Kuhembuskan napasku lalu membalasnya. "Ya sudah, ayo." Kami berjalan memasuki jalanan yang hanya selebar 3 meter ini.
Suara sirene terdengar semakin menjauh seiring kami berjalan semakin ke dalam perlintasan sempit ini. Kuharap mereka terus mencari kami di jalan raya, jangan sampai mereka mencari kami di gang-gang kecil seperti ini.
"Ngomong-ngomong, apa yang tadi kamu lakukan kepada Nona Tabella?" tanyaku penasaran.
"Aku menggunakan 'Arte'-ku untuk membuatnya menuruti perintahku," jawab Layla yang berjalan di depanku, dia tidak membalikkan badannya untuk menatap lawan bicaranya.
"Bukannya 'Arte'-mu itu membaca pikiran?" Aku bertanya heran. Selama ini dia hanya pernah membaca pikiran saja. Baru kutahu ternyata dia juga dapat mengendalikan pikiran orang lain.
"Itu termasuk salah satu kekuatanku, sebenarnya 'Arte'-ku adalah manipulasi mental," ungkap Layla sambil tersenyum bangga. 'Benar juga. Tidak mungkin dia termasuk pemilik 'Arte' berisiko tinggi kalau hanya bisa membaca pikiran saja.'
Layla menyesuaikan laju langkahnya agar dapat berjalan beriringan denganku. Kami berjalan tanpa mengatakan apa-apa lagi karena tidak tahu topik apa yang akan dibahas.

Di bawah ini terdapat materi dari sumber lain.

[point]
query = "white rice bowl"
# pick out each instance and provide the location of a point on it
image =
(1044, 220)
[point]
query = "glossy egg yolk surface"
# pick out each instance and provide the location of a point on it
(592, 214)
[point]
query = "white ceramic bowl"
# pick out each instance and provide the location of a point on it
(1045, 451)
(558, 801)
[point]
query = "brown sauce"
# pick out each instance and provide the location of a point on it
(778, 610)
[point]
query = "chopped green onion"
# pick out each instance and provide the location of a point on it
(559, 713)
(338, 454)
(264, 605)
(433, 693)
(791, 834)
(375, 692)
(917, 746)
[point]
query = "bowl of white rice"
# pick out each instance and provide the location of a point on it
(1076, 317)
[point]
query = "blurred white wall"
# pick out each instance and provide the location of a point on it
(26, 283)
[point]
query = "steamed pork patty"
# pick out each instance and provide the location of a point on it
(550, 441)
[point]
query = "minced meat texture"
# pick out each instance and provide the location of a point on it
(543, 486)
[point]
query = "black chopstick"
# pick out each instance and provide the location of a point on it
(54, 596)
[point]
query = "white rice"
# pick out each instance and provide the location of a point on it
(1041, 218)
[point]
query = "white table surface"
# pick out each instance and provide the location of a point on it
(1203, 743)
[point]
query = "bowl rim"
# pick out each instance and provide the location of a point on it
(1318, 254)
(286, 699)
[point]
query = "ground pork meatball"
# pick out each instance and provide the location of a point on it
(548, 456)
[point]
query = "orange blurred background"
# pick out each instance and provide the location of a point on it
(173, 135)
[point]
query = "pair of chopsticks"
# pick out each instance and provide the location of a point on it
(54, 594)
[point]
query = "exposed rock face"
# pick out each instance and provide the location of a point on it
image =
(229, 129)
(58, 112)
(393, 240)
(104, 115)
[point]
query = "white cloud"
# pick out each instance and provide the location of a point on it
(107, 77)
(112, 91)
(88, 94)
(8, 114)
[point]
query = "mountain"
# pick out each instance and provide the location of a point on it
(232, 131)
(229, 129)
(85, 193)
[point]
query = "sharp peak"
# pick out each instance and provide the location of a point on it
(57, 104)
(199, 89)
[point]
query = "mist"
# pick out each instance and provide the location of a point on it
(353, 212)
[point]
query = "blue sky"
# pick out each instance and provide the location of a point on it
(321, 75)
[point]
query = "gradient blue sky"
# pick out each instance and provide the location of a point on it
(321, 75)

Aku memutuskan untuk membuka pembicaraan lagi. "Kemana kita akan pergi setelah keluar dari Ibu Kota?" Kupandang wajah Layla yang berjalan di sisi kiriku.

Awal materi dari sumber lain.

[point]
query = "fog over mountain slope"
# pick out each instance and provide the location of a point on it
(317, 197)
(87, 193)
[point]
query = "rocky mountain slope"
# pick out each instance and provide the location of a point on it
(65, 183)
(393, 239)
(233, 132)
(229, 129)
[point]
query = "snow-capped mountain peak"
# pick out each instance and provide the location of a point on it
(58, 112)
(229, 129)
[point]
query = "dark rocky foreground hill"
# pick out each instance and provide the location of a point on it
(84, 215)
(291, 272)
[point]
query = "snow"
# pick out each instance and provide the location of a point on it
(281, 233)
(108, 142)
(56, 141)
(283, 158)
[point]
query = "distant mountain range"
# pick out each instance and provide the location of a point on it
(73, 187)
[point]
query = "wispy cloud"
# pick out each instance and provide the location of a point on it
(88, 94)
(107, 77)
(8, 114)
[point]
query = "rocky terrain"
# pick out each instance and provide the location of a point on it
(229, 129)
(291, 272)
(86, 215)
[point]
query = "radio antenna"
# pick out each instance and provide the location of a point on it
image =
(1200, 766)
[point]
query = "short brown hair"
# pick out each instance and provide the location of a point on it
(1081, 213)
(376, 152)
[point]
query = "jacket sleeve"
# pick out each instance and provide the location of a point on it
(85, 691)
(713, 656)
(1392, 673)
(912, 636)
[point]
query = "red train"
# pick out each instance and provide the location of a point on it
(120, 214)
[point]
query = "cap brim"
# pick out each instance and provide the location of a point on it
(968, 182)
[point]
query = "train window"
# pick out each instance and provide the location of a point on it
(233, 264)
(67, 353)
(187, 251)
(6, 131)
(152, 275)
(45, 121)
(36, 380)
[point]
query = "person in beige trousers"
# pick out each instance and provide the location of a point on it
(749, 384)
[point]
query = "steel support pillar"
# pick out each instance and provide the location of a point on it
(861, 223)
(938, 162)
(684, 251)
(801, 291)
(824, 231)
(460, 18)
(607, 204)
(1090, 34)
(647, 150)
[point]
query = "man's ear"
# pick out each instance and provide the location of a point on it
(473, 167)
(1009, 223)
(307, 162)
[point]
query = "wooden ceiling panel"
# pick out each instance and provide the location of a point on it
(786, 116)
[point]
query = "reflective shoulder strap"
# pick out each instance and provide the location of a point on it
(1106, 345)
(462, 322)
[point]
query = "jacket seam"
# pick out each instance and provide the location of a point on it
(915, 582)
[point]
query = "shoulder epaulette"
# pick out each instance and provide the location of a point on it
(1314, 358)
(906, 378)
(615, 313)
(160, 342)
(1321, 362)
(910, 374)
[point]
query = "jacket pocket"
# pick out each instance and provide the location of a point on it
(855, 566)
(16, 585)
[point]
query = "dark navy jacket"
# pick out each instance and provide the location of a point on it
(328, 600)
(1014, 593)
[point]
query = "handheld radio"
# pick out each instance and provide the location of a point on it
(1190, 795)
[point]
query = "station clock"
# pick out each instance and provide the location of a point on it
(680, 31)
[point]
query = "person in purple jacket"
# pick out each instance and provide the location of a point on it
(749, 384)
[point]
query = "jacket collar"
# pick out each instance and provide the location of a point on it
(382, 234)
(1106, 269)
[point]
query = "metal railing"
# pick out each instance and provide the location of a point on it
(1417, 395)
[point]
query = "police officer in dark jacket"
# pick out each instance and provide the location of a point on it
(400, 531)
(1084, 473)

Dia tampak berpikir dengan keras sebelum menjawab pertanyaanku. "Bagaimana kalau kita ke utara?" usul Layla yang juga menanyakan pendapatku.
'Utara ya, pilihan yang cukup bagus. Wilayah itu selalu bersalju dan jauh dari Ibu Kota sehingga mereka pasti akan kesulitan untuk mengejar kami di sana. Jadi, wilayah utara bisa dibilang sebagai tempat yang bagus untuk bersembunyi.'
"Aku tak masalah. Kemana pun kamu pergi, aku akan tetap mengikutimu," balasku yang setuju dengan usulannya. Layla tersenyum puas mendengar balasanku.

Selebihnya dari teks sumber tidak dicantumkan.